Streamlined Due Diligence
This approach minimizes the need for extensive traditional due diligence procedures.
AngelList Talent attracts approximately 2 million job applicants each quarter. Around 35,000 companies seek talent through the platform quarterly, though only half qualify as investable early-stage ventures.
Othman observed a significant trend early on: a substantial number of applicants were drawn to startups located in India. Consequently, his venture operation has expanded its investment focus to include India, alongside the United States, highlighting the influence of hiring demand on investment strategy.
Potential Pitfalls of Metric-Focused Investing
However, relying heavily on specific signals for investment carries inherent risks. Certain metrics can be inherently biased; for instance, while an investor might consciously disregard a founder’s personality, that founder’s personal brand could be a primary driver of applicant interest. Furthermore, a surge in applications could be attributable to competitive compensation, geographic location, or positive media coverage – factors that may indicate success, but could also simply reflect effective marketing efforts.
Michele Romanow, co-founder of Clearco, while a proponent of algorithmic investing, believes that hiring demand alone is insufficient as an investment signal.
“We maintain that no single indicator provides a comprehensive assessment of a business’s success or future growth. We strive to analyze as much data as possible, and while hiring is one aspect, it is, in isolation, overly subjective and susceptible to manipulation,” Romanow explained. Her company, formerly Clearbanc, offers businesses non-dilutive capital based on a carefully selected set of metrics, initially focused on marketing expenses and now encompassing inventory and payroll.

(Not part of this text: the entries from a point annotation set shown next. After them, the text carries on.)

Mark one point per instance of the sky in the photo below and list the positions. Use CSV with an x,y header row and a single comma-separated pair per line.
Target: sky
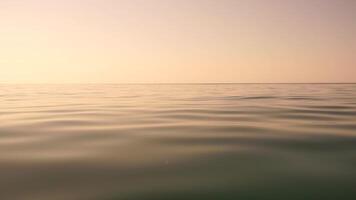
x,y
177,41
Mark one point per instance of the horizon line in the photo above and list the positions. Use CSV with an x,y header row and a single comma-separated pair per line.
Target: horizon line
x,y
177,83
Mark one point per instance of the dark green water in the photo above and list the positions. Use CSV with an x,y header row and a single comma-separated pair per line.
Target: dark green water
x,y
153,142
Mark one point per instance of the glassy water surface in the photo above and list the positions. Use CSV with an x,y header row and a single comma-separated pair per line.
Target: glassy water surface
x,y
149,142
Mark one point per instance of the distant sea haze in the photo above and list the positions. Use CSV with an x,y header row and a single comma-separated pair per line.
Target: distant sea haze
x,y
178,142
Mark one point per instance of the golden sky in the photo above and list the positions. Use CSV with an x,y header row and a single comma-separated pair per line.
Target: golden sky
x,y
168,41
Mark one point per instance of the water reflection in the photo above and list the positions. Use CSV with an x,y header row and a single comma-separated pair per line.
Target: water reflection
x,y
229,141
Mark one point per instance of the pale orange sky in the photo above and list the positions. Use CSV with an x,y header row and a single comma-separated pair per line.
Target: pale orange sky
x,y
167,41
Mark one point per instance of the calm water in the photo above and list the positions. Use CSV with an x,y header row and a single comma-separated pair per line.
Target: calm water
x,y
155,142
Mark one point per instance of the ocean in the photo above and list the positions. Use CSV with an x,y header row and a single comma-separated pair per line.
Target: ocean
x,y
178,142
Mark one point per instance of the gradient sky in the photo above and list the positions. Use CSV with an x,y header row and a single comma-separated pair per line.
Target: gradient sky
x,y
155,41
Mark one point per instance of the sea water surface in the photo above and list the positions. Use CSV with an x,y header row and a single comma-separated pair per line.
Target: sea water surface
x,y
178,141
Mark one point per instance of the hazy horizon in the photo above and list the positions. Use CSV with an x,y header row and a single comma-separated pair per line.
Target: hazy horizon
x,y
47,41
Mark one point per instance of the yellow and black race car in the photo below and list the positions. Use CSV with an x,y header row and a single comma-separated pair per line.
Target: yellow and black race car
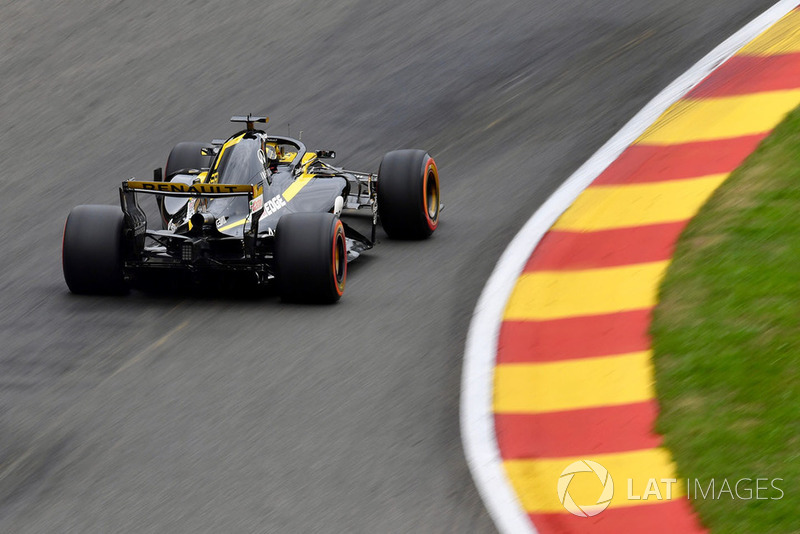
x,y
255,207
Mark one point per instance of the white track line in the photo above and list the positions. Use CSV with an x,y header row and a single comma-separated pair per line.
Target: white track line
x,y
477,421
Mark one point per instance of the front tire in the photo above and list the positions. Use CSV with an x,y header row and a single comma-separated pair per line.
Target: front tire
x,y
92,250
310,257
408,194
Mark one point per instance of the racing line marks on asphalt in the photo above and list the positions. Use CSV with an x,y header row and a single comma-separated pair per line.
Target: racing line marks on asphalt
x,y
575,320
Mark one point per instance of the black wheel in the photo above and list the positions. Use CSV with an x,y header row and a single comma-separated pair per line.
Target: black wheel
x,y
92,250
310,257
187,155
408,194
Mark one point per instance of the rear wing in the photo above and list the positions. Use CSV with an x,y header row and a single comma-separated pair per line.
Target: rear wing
x,y
136,220
178,189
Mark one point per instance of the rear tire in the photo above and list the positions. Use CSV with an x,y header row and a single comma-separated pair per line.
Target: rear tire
x,y
310,257
92,250
408,194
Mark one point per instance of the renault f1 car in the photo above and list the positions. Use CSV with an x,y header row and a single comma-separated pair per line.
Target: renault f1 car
x,y
253,207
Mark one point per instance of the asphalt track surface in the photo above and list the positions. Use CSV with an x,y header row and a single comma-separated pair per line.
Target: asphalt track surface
x,y
193,413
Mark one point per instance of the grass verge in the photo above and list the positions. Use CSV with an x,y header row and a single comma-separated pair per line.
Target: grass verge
x,y
726,336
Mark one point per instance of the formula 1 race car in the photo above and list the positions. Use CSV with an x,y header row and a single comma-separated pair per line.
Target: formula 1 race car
x,y
257,208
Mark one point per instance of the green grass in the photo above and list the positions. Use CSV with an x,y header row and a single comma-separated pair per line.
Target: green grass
x,y
726,336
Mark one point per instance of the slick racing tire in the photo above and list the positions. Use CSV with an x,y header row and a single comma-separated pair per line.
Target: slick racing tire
x,y
92,250
310,257
187,155
408,194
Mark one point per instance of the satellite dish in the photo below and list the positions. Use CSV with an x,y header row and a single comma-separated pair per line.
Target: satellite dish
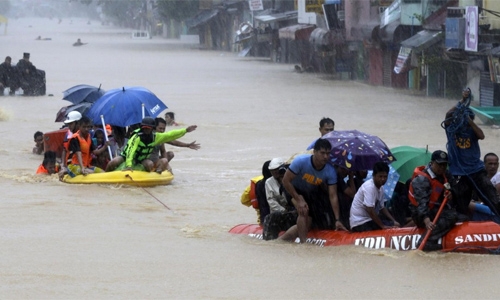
x,y
245,27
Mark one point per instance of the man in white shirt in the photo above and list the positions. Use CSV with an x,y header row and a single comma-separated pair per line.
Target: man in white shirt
x,y
369,202
282,214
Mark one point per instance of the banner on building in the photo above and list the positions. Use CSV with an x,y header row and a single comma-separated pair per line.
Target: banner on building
x,y
255,5
455,33
494,66
402,61
471,28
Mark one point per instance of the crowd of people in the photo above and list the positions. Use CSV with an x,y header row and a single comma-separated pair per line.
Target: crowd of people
x,y
88,148
310,192
24,75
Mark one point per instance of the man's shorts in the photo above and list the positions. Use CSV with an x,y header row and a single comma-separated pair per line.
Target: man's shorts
x,y
320,209
74,170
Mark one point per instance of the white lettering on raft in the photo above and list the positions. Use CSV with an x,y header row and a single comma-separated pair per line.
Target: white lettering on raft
x,y
479,237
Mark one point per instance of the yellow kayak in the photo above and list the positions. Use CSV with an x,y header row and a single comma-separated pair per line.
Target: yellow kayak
x,y
135,178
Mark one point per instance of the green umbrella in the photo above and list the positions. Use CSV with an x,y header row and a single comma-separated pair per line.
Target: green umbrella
x,y
407,159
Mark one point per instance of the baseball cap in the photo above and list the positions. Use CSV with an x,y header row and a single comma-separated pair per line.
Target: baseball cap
x,y
73,116
439,156
276,163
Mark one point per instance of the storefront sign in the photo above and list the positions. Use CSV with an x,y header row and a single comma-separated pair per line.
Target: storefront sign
x,y
455,33
471,28
402,60
391,13
255,5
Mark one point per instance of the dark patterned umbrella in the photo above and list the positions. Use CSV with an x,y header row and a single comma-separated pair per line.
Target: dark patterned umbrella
x,y
356,150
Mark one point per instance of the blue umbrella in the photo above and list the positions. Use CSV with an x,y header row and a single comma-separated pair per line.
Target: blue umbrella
x,y
83,93
123,107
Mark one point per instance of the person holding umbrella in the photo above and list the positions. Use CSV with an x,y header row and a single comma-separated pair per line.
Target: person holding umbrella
x,y
463,137
369,202
142,143
81,148
427,192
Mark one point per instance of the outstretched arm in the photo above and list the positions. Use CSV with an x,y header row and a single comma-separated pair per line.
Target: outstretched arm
x,y
478,131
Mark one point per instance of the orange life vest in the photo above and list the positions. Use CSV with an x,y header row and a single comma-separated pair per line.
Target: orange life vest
x,y
84,148
68,136
436,187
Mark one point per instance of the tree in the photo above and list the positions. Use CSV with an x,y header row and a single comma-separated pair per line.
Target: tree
x,y
178,10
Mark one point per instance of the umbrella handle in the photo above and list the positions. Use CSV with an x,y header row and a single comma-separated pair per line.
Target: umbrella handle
x,y
106,137
426,237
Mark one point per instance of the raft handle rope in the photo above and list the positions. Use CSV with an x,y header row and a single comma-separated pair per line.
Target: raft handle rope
x,y
458,122
130,177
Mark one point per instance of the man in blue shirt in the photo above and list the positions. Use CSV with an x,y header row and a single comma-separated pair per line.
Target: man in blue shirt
x,y
465,158
308,180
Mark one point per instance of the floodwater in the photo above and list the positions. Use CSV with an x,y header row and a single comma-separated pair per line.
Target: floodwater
x,y
63,241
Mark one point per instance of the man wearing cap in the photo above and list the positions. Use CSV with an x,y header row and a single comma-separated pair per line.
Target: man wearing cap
x,y
309,181
428,188
282,213
31,80
465,157
141,144
81,149
325,125
8,77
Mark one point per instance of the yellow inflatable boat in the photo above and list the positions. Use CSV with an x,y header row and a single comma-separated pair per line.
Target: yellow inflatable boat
x,y
135,178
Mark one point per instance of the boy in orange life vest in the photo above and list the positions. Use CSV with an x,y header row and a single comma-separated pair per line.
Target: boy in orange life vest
x,y
427,191
38,138
49,165
81,149
72,121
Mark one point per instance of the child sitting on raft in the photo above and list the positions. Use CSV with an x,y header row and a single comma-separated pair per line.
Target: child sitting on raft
x,y
49,165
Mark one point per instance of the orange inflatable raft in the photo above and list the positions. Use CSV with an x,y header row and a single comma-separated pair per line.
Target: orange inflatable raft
x,y
472,237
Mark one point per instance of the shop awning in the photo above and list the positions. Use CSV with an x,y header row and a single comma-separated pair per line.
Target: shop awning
x,y
387,33
289,15
296,32
422,40
202,17
402,64
366,31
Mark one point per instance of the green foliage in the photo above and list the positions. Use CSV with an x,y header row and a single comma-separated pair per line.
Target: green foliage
x,y
4,6
178,10
123,11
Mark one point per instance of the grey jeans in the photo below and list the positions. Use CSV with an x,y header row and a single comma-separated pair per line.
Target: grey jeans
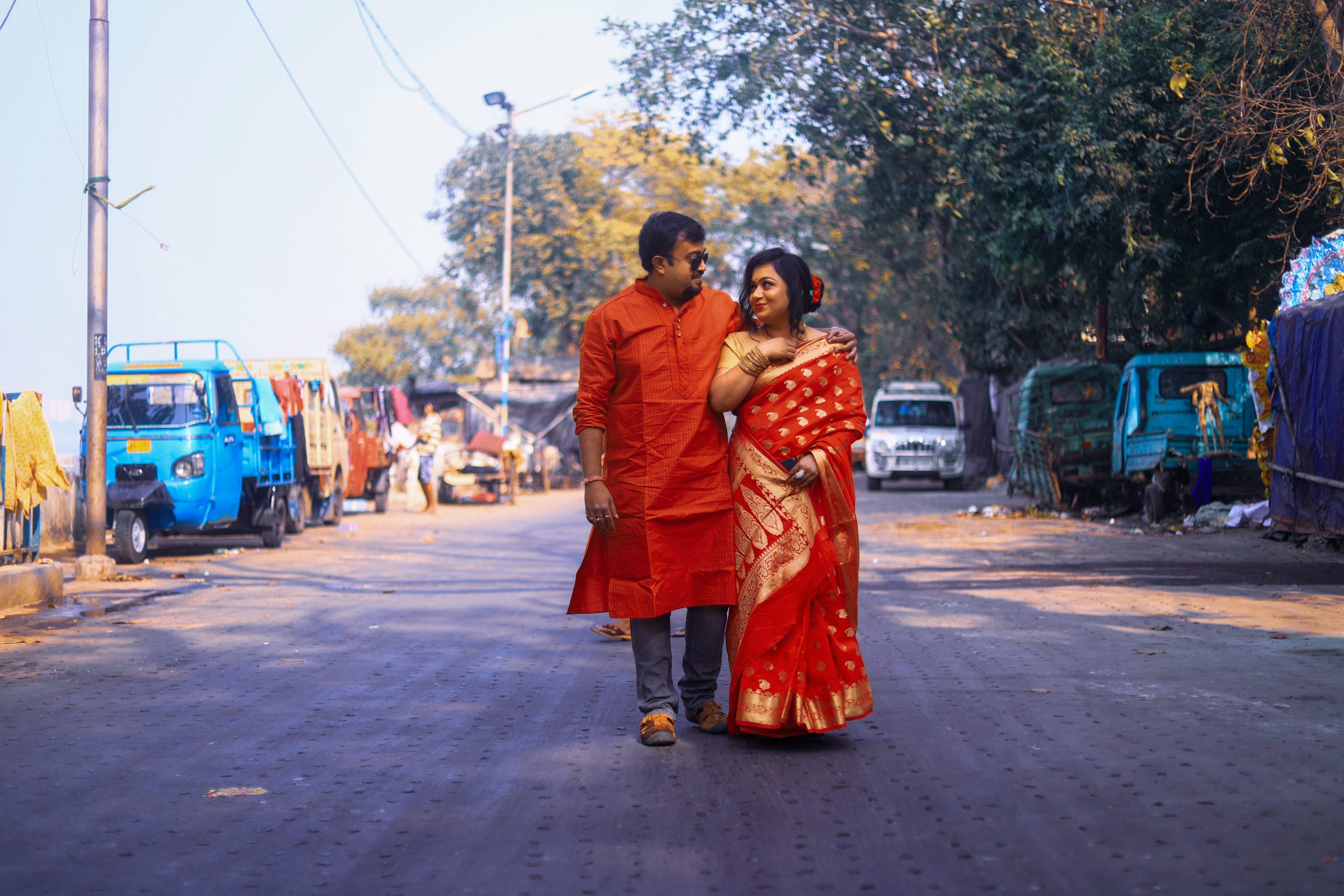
x,y
652,644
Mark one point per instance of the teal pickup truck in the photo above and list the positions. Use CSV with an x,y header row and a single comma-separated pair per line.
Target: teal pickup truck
x,y
1177,410
186,457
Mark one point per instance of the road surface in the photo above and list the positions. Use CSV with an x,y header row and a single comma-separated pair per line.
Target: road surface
x,y
1061,708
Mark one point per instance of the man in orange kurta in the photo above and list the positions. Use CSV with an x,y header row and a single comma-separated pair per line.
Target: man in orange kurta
x,y
660,505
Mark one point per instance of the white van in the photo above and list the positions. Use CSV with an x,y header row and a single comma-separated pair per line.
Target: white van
x,y
915,431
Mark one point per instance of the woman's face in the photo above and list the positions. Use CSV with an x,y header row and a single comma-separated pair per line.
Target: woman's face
x,y
769,297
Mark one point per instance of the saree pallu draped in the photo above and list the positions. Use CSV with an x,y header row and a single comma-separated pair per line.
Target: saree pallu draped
x,y
792,644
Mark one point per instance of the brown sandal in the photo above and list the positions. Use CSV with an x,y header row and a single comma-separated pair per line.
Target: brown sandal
x,y
611,630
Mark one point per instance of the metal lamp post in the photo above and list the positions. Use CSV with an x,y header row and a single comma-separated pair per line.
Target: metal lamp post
x,y
506,131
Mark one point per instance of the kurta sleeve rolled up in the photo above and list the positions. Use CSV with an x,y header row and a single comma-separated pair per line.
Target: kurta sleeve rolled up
x,y
644,376
597,374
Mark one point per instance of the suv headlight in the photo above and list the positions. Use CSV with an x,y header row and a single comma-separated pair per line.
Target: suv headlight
x,y
190,467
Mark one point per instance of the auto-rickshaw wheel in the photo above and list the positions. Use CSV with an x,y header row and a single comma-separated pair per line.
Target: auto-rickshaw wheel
x,y
275,534
131,536
300,508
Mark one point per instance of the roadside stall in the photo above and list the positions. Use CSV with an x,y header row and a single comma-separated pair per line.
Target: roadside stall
x,y
27,469
1307,491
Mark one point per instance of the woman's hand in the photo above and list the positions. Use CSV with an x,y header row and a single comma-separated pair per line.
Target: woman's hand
x,y
598,507
844,342
804,472
779,350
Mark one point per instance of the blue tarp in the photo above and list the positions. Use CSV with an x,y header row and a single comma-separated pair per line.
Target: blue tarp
x,y
1309,345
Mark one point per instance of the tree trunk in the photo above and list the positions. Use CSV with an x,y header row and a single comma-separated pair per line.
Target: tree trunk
x,y
1327,20
1102,328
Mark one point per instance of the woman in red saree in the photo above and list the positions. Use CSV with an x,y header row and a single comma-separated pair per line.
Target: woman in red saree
x,y
792,645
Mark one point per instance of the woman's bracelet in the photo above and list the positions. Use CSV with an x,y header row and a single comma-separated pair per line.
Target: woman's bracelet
x,y
754,363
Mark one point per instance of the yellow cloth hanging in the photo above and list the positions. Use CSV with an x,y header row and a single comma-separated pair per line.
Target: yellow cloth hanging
x,y
30,464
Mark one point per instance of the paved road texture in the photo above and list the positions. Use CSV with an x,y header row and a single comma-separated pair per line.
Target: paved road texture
x,y
1061,708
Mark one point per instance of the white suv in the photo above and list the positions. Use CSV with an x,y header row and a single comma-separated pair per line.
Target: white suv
x,y
915,431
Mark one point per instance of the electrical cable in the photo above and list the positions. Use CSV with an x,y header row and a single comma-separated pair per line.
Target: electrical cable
x,y
331,143
7,13
420,85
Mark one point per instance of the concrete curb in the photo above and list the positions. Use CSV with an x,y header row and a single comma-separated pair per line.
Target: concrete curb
x,y
127,604
32,583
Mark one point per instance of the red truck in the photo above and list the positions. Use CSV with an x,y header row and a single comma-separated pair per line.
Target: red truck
x,y
370,413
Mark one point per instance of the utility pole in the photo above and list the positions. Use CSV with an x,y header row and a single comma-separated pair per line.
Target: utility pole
x,y
96,417
507,277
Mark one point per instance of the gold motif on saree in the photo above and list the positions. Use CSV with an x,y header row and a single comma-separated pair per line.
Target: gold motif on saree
x,y
765,513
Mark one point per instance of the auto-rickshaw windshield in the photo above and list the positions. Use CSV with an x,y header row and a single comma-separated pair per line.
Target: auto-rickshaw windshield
x,y
156,399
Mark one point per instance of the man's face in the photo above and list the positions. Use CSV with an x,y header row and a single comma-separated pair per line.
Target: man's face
x,y
683,269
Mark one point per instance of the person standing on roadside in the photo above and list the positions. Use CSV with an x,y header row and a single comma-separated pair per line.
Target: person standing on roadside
x,y
426,445
655,473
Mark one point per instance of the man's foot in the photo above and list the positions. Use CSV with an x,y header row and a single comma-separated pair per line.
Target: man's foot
x,y
613,630
658,730
710,718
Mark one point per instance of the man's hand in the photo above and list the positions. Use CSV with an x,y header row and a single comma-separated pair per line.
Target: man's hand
x,y
779,350
844,342
600,508
804,473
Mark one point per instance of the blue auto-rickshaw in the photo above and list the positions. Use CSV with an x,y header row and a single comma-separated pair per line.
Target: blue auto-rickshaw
x,y
1183,421
185,458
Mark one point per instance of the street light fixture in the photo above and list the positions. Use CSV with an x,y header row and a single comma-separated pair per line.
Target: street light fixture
x,y
506,131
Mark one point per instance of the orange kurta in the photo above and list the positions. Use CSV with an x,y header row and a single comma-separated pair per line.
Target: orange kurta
x,y
644,376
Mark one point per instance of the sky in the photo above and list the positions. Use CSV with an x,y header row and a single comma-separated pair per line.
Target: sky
x,y
270,245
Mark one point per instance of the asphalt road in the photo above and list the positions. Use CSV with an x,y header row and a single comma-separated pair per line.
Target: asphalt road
x,y
425,719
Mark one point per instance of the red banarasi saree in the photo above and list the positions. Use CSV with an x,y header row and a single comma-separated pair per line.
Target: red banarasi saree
x,y
796,662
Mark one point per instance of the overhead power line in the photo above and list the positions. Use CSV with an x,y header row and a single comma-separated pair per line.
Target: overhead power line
x,y
420,85
7,13
335,150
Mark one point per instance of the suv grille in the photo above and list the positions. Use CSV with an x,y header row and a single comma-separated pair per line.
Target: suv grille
x,y
138,473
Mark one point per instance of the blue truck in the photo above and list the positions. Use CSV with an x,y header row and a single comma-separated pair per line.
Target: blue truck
x,y
1180,412
186,456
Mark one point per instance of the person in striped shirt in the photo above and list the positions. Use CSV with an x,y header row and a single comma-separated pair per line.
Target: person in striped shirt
x,y
426,444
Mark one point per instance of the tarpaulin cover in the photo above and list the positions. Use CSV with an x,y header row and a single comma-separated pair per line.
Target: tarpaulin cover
x,y
980,430
289,392
270,419
401,407
1309,345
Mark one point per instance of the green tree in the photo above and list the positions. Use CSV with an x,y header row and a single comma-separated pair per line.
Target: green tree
x,y
1022,163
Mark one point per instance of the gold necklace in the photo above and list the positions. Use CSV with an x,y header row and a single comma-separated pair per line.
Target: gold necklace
x,y
797,340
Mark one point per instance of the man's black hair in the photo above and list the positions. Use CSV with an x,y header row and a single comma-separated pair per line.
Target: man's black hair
x,y
797,281
660,233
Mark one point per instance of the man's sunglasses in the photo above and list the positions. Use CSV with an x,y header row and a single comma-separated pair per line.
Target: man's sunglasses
x,y
699,260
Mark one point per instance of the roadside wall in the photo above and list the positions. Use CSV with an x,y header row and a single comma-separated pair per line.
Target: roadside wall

“We periodically hear discussions about the industry shifting towards this approach, but it remains challenging,” she added. “It demands significant technical expertise and a corresponding product infrastructure. While appealing in theory, many revert to traditional methods, relying on human judgment based on intangible qualities.”
The Value of Nuance and Triangulation
Mat Sherman, founder of Seedscout, a database of early-stage startup data, suggests that the most valuable metrics are often somewhat ambiguous.
“By the time a startup is actively expanding its hiring efforts, access to resources is typically already established,” he noted. “For a fund, this makes logical sense. However, the true advantage lies in predicting a company’s future hiring needs *before* they begin to actively recruit.” Sherman declined to detail his specific investment vetting process, characterizing it as proprietary, but did state, “The metric is more a convergence of various data points that culminates in a feeling…and that feeling *is* the metric.”
Balancing Data and Intuition
At its core, algorithmic investing isn’t about rejecting emotions; it’s about acknowledging their limitations. It may be overly optimistic to assume that a startup’s fate can be determined solely by a handful of numbers, particularly during favorable market conditions.
However, when utilized effectively, algorithms can inform our decisions in ways that our emotions cannot. Recognizing our inherent biases, it may be prudent to place greater emphasis on data analysis to arrive at more objective and well-informed conclusions.
- Key Metric: Hiring ability is a primary indicator for AngelList's investment decisions.
- Data-Driven Approach: Firms like Clearco and SignalFire prioritize data in their investment processes.
- Potential Bias: Metrics can be influenced by factors beyond a company's fundamental strength.